Almost four years ago, we started an experiment. Erika and Willi had bought a barn, willing to carry out a major alteration by themselves. The financial means for the conversion were limited, as were the owner‘s craft skills. A sensitivity for architectural issues could not be assumed. For both, the owner and the architects, this project has been an intense yet rewarding journey.
Located in a village surrounded by vineyards of Riesling and Chardonnay, the barn grew into an ensemble around an old mill from the 18th century. Although it has been altered several times, its overall layout remains largely intact, showcasing thick stonewalls, oak framework and clay roof tiles.
The renovation process began with a careful sandblasting of the wood, revealing its original grain and hue, and learning about the different grades of quality and damage within the structure.
The L-shaped room under the huge roof was originally used to store hay. This central space retains its height differences and the warped roof trusses. It is now characterized by four differently colored houses in the house - the yellow loggia, which appears like a glass house on the inside, but whose interior belongs to the outside space; the green kitchen, which occupies a separate area; the pale red stairhouse and the lilac glass walkway to the courtyard.
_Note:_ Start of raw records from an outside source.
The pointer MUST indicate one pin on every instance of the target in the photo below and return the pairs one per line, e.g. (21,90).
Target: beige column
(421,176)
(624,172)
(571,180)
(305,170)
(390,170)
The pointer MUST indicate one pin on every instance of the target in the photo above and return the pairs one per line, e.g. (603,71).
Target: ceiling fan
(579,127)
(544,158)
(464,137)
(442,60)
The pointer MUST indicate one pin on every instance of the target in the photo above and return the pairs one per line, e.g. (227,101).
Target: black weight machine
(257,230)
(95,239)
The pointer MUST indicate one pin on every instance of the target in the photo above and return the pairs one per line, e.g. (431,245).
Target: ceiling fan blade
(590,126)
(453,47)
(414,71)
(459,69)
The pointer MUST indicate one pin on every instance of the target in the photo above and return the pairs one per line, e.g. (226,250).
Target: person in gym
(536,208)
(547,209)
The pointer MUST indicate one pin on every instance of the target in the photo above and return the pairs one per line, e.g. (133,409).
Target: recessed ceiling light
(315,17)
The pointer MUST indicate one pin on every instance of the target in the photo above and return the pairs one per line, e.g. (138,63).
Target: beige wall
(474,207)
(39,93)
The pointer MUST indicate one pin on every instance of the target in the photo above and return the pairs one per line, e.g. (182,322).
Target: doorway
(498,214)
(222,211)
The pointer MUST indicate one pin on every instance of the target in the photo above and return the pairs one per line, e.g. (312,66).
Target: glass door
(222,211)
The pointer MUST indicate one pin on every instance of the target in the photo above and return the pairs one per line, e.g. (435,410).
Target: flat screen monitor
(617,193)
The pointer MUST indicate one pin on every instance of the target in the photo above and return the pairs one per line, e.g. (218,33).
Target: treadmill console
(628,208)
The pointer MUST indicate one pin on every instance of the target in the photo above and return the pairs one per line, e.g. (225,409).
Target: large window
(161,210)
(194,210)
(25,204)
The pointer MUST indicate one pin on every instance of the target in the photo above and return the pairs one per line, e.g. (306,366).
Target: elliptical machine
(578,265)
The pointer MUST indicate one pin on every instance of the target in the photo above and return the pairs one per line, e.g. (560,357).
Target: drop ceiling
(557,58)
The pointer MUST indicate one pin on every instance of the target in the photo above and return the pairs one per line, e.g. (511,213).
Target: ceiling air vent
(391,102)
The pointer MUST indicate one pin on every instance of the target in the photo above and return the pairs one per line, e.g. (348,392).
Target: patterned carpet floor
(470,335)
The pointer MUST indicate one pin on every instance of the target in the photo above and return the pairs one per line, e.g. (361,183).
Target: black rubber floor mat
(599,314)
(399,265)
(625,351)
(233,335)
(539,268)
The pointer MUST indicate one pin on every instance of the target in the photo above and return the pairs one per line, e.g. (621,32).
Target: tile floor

The new bedrooms are located the two far ends of the L, leaving the central big space completely open. As the barn is a listed building, new openings were hardly possible. Natural light fills the room mainly through the new skylight that stretches along the whole length of the building. Inner windows, larger than the existing openings allow the rough old brickwork to become part of the interior atmosphere.
Other than the heating and the windows, every single step was carried out by the owners themselves, based on carefully prepared illustrated step-by-step manuals. Confusions, sometimes almost reminding of Buster Keatons chaotic self-building slapstick »One Week« were part of the game. But even if they seem to be inherent in such a build-after-instruction process, it turned out that with time and patience a luckier outcome than the destructive ending of the movie has been possible.
From laying the first quarry stones centuries ago to photographing and manually printing the images, the process has been a celebration of handcraft, highlighting its irregularities and cracks shaped by time and hand.